Microsoft has declared intentions to showcase how AI will “reinvent productivity” this week and this could entail incorporating OpenAI’s ChatGPT functionalities into the company’s suite of customer service and sales software suite known as Dynamics 365.
The occasion might also give Microsoft a chance to showcase additional AI capabilities in Microsoft Office applications like Word, PowerPoint, and Outlook.
The showcase is scheduled to begin on March 16 at 11 a.m. ET/8 a.m. PT. The event will be streamed live from the company’s LinkedIn account where everyone can watch the webcast.
The event is likely to be more low-key than that, despite the fact that “reinventing productivity” either sounds like your standard business-to-business jargon at best or another method to get employees to work harder at worst.
In February, when ChatGPT-like functionalities were first announced to be integrated into the Bing browser, Microsoft staged a live press conference where journalists could see the chatbot in action.

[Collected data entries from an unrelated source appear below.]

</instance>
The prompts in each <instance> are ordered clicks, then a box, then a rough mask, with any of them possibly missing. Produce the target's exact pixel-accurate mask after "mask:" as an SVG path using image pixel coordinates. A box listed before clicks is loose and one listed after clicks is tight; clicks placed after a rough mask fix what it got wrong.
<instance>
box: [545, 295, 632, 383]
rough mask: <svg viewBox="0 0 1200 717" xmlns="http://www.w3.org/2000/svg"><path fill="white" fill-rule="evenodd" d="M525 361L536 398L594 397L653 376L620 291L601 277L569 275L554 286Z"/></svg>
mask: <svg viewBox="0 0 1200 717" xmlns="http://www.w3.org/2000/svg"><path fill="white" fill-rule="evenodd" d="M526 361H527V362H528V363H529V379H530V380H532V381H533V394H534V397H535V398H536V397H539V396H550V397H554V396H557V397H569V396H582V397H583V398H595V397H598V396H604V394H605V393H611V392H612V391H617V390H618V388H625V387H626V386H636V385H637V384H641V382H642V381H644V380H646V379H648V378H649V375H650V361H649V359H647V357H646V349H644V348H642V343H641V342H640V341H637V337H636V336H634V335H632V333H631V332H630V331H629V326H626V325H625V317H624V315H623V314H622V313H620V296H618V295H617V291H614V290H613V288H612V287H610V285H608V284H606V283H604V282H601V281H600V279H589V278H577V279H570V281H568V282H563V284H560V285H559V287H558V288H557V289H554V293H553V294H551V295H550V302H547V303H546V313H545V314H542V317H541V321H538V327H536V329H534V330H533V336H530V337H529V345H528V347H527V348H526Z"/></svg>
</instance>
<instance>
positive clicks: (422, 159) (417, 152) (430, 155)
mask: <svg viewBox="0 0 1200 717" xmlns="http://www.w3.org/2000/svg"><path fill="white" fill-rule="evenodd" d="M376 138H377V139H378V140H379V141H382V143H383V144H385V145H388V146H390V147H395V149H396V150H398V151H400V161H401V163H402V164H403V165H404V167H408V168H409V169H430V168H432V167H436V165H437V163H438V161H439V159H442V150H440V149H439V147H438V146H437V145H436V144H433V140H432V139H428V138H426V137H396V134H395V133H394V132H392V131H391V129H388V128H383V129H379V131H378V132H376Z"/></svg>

Since then, Skype and the Bing Mobile app both feature Bing AI. Also, it has been integrated right into the taskbar in Windows 11.
It appears that Microsoft’s decision to integrate AI into Dynamics 365 is a direct response to Salesforce’s recent statement that it was integrating elements from OpenAI’s ChatGPT API into its cloud software suite.
The company’s sales applications, customer support tools, mixed reality remote assistance, and more are all included in Dynamics 365.
An early version of “Microsoft AI”—a machine learning algorithm intended to give aggregated consumer and sales data—is already present in the software bundle.
Users should certainly expect more from this most recent integration of chatbots. It might imply that Microsoft gives Dynamics 365 users wider access to AI-powered chatbots for customer support.
Microsoft has reportedly been exploring integrating its “Prometheus” model AI into its 365 Office programs, according to other reports.
As a result, users would be able to give the AI a few straightforward instructions and have it create emails, PowerPoint slides, or entire Word pages for them.
Since its AI chatbot began delivering some rather bizarre responses, Microsoft has been attempting to control it.
Due to the nature of the beast, nearly all large language models exhibit a “AI delusion,” in which an AI gives illogical responses.
Microsoft has been improving the application over the past few weeks in an effort to reduce these problems by making it less feature-rich and opinionated.
We might learn directly from Microsoft on Thursday how much its AI vision has possibly altered since February.